Luís Figo exige la démission d'Infantino après un projet « trompeur » de privatisation de la Coupe du monde
La légende portugaise accuse le président de la FIFA de « comportement le plus bas, le plus trompeur » après son projet abandonné de vendre les droits commerciaux de la Coupe du monde à des investisseurs privés.
Le projet abandonné
Infantino avait proposé de vendre des participations dans la Coupe du monde à des investisseurs privés via une nouvelle entité, FIFA Forward Enterprise. Le projet a été retiré vendredi dernier après une vive opposition de l'UEFA et de trois confédérations continentales. Les critiques ont estimé qu'il céderait définitivement le contrôle du tournoi et enrichirait un petit cercle. Infantino a défendu l'idée comme un moyen d'augmenter les revenus pour toutes les fédérations membres, mais la tentative précipitée de le faire adopter sans consultation a provoqué une réaction négative.
L'appel à la démission de Figo
Mercredi, Luís Figo a publié une chronique dans le Daily Mail exigeant qu'Infantino démissionne immédiatement. « Je pourrais écrire 10 000 mots sur les problèmes à la FIFA. Mais la solution n'en nécessite que trois : Infantino doit partir », a-t-il écrit.

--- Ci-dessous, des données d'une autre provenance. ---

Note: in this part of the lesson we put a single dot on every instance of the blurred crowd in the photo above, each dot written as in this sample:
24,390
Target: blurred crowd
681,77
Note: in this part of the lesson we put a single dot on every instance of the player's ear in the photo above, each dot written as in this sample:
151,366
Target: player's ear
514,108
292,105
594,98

L'ancien Ballon d'Or, aujourd'hui conseiller football de l'UEFA, a décrit l'épisode comme « le comportement le plus bas, le plus trompeur et le plus égoïste que j'aie jamais vu ». Figo, qui s'est brièvement présenté à la présidence de la FIFA en 2015 avant de se retirer, a déclaré qu'Infantino avait « avili la fonction de président de la FIFA qu'il avait promis d'élever » depuis sa prise de fonction en 2016.

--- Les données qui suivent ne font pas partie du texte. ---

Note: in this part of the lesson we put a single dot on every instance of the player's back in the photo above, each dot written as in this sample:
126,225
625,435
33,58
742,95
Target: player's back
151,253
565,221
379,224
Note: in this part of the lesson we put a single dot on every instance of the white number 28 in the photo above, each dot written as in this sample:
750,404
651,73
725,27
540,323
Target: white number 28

Il a menti, trompé et tenté de remplir ses propres poches aux dépens du jeu qu'il est censé servir. Il a perdu le soutien de ses cadres, de ses conseillers les plus proches, de l'immense majorité des personnes qui consacrent leur vie à ce sport et même, semble-t-il, du lauréat du Prix de la paix de la FIFA. Il est trop tard pour sauver sa dignité, mais il n'est pas trop tard pour sauver le football. Il doit partir. Maintenant.
Dissensions internes à la FIFA
L'intervention de Figo fait suite à des jours de pression croissante sur Infantino. Le secrétaire général de la FIFA, Mattias Grafström, a écrit au personnel pour regretter « une série d'événements tristes et condamnables », tandis que le conseiller principal d'Infantino a démissionné la semaine dernière. Arsène Wenger, directeur du développement mondial du football à la FIFA, a publié une déclaration indiquant que la décision de retirer le projet était « absolument nécessaire et indiscutable ». Le prince Ali ben al-Hussein, président de la Fédération jordanienne de football, a accusé la FIFA de chantage, affirmant qu'elle avait menacé de retenir l'aide financière si sa fédération ne soutenait pas la candidature de réélection d'Infantino.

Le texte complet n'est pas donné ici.